Je viens de découvrir que mes textes « violents » avaient déclenché quelques réactions, bien compréhensibles, de la part de lecteurs non neutres (puisqu’ils sont utilisateurs des techniques que je dénonce). Dans un contexte scolaire où les croyances et traditions réunissent en une communion nationale et solennelle tous les Français, de gauche et de droite, autour des méthodes d’enseignement de la lecture, je qualifierais mes propos de brutaux, parce qu’ils rompent bruyamment la paix et l’harmonie idéologiques. Je comprends qu’il soit difficile de se désolidariser d’une théorie sur laquelle on s’appuie depuis toujours pour enseigner. Je voudrais rassurer tout le monde. Pour moi aussi, il fut une époque où je crus aux méthodes de lecture, aux tests psychométriques et, même, à la rééducation orthophonique des dyslexiques. Ma position d’observateur de l’action éducative en milieu scolaire et d’évaluateur de son inefficacité sur des élèves en difficulté m’a conduit à mettre en question, peu à peu, la philosophie éducative scolaire (la « tradition »), qui sert de fil rouge à tout ensei­gnant. Je n’ai pas rompu du jour au lendemain. Il m’a fallu une dizaine d’années – les années 70, comme de bien entendu – pour changer mon fusil d’épaule et lever le bras gauche plutôt que le droit. Ce n’est ni facile, ni confortable de renoncer à ses croyances et convic­tions. Il faut se faire violence à soi-même, d’abord, lutter contre les préjugés, les habitudes et la désapprobation générale, ensuite. C’est ce que je dis dans la présentation de ma Tribune. La force de l’idéologie est de nous persuader, sans violence, du bien-fondé des inégalités(1). On ne peut s’y opposer sans provoquer quelque indignation chez ses servants les plus convaincus.

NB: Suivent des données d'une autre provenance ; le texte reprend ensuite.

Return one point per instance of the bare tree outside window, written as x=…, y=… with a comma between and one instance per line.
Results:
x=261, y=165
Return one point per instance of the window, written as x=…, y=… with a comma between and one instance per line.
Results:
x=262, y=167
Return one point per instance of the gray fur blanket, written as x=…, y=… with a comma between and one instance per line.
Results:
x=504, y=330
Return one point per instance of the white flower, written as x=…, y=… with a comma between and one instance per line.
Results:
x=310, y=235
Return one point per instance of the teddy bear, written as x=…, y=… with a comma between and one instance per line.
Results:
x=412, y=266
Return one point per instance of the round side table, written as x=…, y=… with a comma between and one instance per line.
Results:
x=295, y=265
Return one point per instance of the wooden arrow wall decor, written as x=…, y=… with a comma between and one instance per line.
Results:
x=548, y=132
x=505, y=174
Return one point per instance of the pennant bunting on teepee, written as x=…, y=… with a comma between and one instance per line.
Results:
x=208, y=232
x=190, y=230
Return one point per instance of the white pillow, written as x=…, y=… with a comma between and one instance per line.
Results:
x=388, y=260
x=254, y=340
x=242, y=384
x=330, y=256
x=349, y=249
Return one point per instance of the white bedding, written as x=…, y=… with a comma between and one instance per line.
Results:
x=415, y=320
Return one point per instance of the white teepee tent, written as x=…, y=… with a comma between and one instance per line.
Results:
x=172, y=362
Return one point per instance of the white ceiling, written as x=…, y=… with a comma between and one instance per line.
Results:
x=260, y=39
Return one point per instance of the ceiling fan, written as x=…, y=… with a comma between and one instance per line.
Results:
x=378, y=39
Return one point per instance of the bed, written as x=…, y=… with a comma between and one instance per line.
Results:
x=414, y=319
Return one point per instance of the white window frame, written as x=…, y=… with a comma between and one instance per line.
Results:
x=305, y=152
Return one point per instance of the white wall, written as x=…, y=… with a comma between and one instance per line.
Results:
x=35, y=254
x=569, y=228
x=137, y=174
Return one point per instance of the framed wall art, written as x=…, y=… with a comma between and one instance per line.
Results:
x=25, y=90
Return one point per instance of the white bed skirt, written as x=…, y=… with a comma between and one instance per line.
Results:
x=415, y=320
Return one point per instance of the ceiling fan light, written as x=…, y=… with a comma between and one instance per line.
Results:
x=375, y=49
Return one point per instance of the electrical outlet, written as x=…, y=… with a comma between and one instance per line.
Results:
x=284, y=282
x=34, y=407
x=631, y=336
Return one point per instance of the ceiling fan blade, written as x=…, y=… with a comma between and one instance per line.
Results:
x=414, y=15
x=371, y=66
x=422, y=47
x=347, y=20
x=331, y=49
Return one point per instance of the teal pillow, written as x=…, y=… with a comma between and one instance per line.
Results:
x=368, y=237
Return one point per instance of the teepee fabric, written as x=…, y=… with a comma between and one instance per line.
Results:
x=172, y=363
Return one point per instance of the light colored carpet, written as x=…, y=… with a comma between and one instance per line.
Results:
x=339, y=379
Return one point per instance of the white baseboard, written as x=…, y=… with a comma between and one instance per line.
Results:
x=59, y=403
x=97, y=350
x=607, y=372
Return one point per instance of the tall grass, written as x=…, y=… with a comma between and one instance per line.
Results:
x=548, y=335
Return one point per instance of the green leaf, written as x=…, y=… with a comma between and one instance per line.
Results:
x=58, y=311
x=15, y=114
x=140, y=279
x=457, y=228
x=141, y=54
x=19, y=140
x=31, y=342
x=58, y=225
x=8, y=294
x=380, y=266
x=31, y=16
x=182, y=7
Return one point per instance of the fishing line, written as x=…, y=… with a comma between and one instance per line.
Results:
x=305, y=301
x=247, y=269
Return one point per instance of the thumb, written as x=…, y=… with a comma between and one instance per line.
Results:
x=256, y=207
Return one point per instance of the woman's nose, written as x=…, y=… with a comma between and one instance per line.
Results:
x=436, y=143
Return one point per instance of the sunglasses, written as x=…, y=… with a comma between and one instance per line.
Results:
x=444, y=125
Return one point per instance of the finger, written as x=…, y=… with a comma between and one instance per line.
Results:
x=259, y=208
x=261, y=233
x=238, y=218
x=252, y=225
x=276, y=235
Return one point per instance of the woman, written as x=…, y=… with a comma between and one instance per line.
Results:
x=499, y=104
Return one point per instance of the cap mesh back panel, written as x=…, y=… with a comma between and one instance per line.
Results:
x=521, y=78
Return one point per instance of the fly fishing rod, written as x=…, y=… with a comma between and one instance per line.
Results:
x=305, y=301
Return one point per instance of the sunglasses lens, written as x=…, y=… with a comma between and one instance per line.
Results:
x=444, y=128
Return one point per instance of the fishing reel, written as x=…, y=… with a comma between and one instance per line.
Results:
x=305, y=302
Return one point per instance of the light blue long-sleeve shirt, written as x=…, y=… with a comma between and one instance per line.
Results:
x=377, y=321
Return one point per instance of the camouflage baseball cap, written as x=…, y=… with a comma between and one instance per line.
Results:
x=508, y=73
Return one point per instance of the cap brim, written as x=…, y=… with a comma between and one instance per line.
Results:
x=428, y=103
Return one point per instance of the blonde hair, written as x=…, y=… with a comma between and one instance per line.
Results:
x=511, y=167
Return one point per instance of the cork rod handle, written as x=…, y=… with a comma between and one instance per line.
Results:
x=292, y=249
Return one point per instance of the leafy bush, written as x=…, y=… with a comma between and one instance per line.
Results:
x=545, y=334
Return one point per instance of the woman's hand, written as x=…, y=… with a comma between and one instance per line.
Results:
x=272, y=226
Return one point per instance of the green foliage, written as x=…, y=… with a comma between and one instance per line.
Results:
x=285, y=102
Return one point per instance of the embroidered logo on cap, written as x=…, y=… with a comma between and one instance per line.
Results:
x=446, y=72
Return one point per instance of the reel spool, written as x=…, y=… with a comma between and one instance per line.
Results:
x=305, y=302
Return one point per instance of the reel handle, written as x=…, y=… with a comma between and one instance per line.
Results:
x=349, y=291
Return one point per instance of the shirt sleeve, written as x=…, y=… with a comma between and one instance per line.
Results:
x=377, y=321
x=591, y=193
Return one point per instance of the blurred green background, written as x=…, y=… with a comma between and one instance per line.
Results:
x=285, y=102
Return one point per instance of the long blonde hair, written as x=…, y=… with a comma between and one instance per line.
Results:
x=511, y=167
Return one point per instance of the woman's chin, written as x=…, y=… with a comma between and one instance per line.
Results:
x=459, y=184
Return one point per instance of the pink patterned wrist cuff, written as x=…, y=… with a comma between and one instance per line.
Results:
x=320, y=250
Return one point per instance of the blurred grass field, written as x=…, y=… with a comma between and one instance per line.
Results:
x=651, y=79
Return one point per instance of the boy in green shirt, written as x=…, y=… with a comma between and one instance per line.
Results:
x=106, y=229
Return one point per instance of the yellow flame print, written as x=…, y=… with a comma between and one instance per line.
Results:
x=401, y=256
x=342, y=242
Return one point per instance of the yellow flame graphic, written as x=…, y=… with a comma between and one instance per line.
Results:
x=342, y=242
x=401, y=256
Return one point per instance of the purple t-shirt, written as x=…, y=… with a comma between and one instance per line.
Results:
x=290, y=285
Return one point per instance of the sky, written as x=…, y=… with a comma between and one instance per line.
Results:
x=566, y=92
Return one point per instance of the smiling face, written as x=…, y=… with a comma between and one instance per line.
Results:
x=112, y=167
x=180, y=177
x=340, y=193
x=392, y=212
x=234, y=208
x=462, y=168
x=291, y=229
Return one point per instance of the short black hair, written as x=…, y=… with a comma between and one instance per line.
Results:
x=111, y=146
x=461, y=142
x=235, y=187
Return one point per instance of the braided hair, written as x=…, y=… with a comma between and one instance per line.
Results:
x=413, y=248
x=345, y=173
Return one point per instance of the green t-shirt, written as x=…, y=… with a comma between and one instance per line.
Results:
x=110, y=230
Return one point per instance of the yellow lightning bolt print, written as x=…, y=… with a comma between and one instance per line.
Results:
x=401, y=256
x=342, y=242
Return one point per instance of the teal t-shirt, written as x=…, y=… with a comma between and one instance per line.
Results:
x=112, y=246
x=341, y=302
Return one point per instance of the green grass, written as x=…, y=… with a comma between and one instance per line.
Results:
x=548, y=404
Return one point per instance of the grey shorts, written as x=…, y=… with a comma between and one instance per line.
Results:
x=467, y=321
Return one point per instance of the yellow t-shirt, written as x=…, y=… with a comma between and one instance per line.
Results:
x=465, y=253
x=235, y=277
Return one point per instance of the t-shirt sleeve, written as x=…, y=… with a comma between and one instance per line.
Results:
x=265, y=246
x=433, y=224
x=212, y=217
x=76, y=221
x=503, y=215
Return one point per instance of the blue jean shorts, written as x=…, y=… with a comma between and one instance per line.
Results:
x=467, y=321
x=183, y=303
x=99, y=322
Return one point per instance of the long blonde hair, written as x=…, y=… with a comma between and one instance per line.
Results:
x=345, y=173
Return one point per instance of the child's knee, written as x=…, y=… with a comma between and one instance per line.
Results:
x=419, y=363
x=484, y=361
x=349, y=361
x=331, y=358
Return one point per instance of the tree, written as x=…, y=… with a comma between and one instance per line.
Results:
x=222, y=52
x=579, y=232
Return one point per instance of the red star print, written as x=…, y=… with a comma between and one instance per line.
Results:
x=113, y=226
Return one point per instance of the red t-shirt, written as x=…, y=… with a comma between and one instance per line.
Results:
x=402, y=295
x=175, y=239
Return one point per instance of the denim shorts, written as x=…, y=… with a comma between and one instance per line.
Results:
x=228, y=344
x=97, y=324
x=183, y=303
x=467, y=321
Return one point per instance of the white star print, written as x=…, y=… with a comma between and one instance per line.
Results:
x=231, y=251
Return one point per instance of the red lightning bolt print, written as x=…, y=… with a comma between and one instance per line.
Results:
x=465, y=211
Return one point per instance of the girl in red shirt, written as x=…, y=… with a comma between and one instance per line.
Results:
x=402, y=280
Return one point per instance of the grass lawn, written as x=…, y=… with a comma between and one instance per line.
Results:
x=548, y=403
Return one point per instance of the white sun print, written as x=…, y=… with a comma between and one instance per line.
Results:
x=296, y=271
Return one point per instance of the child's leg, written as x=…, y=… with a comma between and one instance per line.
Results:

Cette idéologie souterraine nous livre à cette philosophie : « À chacun selon ses mérites ! Chacun vit la vie qu’il mérite en fonction de ses mérites ou de ses torts et personne ne déraille sans avoir commis une faute ou une erreur de parcours. L’école est juste, comme la vie, guidée par la providence qui veille sur chacun. »

Les « méthodes », pourtant faites pour favoriser les favorisés et éliminer les autres, passent donc pour des outils scientifiques et neutres. L’école aussi. Le succès des uns, l’échec des autres ne sont imputa­bles qu’aux individus. J’ai pu vérifier, par mon regard de psy et mes évaluations par examen psychologique, que c’est faux. Les commen­taires que je lis dans le forum, je les ai entendus pendant les années 80 et 90, en termes beaucoup moins mesurés et pas polis du tout. Avant aussi, bien sûr. La tradition est éternelle. J’ai essuyé toutes sortes d’insultes de la part de gens dont je comprenais bien la fureur, que je déclenchais par mes propos à contre-courant. Comprendre la fragilité des humains incite à les ménager, pas à retourner ses propres convic­tions, douloureusement acquises. Je répète donc : « les métho­des, dites de lecture, ne sont pas des outils pour apprendre à lire ». Toutes pèchent et trompent, plus ou moins de bonne foi, en postulant que l’écrit n’est que l’enregistrement sur papier des sons de la langue parlée.

En fait, la véritable violence est surtout éducative, bien souvent involontaire et inconsciente. La « planète des Alphas », et autres instru­ments semblables de tromperie didactique, font subir aux enfants, en temps réel et à long terme, jusqu’à la fin de leurs jours, une violence tranquille et innocente, calamiteuse(2).

Quand je lus les orientations de la nouvelle politique scolaire de Jospin en 89, je crus que le grand jour était arrivé. Je déchantai dans le mois qui suivit. Que le gouvernement donne un coup de barre à gauche ou un coup à droite, 90 % des enseignants continuent à suivre la voie traditionnelle, comme s’ils n’avaient rien lu. C’est toujours la tradition qui fait loi.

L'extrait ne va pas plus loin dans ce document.